Vallmitjana, que había sido invitado por Sanabria a ser profesor en la Escuela de Arquitectura recién fundada en la Universidad Central de Venezuela, usó mosaicos, pigmentos de colores, trozos de bronce, para mostrar el exuberante y colorido patrimonio vegetal de Caracas. “Él era de esos artistas que hacía todo con sus manos. Mientras papá estaba en las obras del hotel, Vallmitjana comenzó a hacer uno de los lados del mural y cuando lo terminó mi papá lo vio se iba morir del horror. A él, discípulo de la Bauhaus, le pareció algo cursi al principio”, cuenta Loly Sanabria. Cuando terminó el otro lado del mural, de tonos más opacos y áridos, como la cara de la montaña que mira al litoral, el arquitecto quedó más satisfecho.
Del catalán es también un mural tridimensional que recrea una bandada de gaviotas y nació de una broma. En sus recorridos por la obra en construcción, Vallmitjana recogía los flejes de bronce que servían para el vaciado de los pisos y hacía formas con ellos. De ahí salió uno que entregó a uno de los ingenieros. “Aquí tienes tu paloma”. Luego de las risas surgió la idea de llenar una blanca pared del estar íntimo con las piezas hechas por Vallmitjana.
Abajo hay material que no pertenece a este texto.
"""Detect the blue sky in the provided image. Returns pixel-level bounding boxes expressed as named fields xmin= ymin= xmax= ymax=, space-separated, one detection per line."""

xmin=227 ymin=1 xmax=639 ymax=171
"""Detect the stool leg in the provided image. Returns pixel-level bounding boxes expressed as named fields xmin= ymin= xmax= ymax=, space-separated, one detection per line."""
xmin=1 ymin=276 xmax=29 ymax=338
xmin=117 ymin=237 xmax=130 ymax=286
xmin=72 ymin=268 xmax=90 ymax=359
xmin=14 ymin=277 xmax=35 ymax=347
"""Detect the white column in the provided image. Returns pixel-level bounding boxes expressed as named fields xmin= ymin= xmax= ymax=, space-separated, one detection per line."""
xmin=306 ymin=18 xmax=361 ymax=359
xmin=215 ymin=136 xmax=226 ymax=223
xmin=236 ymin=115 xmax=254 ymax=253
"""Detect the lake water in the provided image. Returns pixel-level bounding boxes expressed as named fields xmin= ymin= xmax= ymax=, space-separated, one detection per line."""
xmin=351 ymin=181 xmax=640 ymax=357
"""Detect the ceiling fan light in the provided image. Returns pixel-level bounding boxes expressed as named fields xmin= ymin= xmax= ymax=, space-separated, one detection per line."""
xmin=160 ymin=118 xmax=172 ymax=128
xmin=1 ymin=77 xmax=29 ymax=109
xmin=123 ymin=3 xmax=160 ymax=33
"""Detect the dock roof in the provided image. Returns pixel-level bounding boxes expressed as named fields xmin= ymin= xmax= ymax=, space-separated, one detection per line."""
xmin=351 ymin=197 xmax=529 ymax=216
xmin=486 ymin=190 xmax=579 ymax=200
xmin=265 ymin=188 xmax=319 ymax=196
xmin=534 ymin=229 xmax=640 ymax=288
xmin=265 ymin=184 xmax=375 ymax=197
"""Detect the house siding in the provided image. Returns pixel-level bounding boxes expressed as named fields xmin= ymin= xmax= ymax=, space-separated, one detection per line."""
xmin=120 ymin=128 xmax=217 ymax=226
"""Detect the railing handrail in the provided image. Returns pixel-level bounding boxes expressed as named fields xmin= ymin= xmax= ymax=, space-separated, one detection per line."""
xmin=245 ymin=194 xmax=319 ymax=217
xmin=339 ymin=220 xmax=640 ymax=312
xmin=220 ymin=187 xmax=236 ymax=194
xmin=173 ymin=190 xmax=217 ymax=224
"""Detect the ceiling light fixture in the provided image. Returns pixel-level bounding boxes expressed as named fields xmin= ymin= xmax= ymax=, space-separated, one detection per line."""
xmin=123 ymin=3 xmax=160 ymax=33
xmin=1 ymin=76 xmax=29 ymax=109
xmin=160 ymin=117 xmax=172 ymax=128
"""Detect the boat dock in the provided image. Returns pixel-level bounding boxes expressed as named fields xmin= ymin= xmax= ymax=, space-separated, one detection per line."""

Este fue uno de los murales que desapareció en años de abandono y malos usos.
“Cuando hicimos el decapado de la pared, para llegar al tono original, encontramos la huella de las gaviotas en la pared y con una de muestra que conservaba uno de los ingenieros que trabajó con Sanabria y con las fotos viejas pudimos rehacerlas en aluminio y colocarlas tal cual”, explica Gregory Vertullo, a cargo del proyecto de restauración.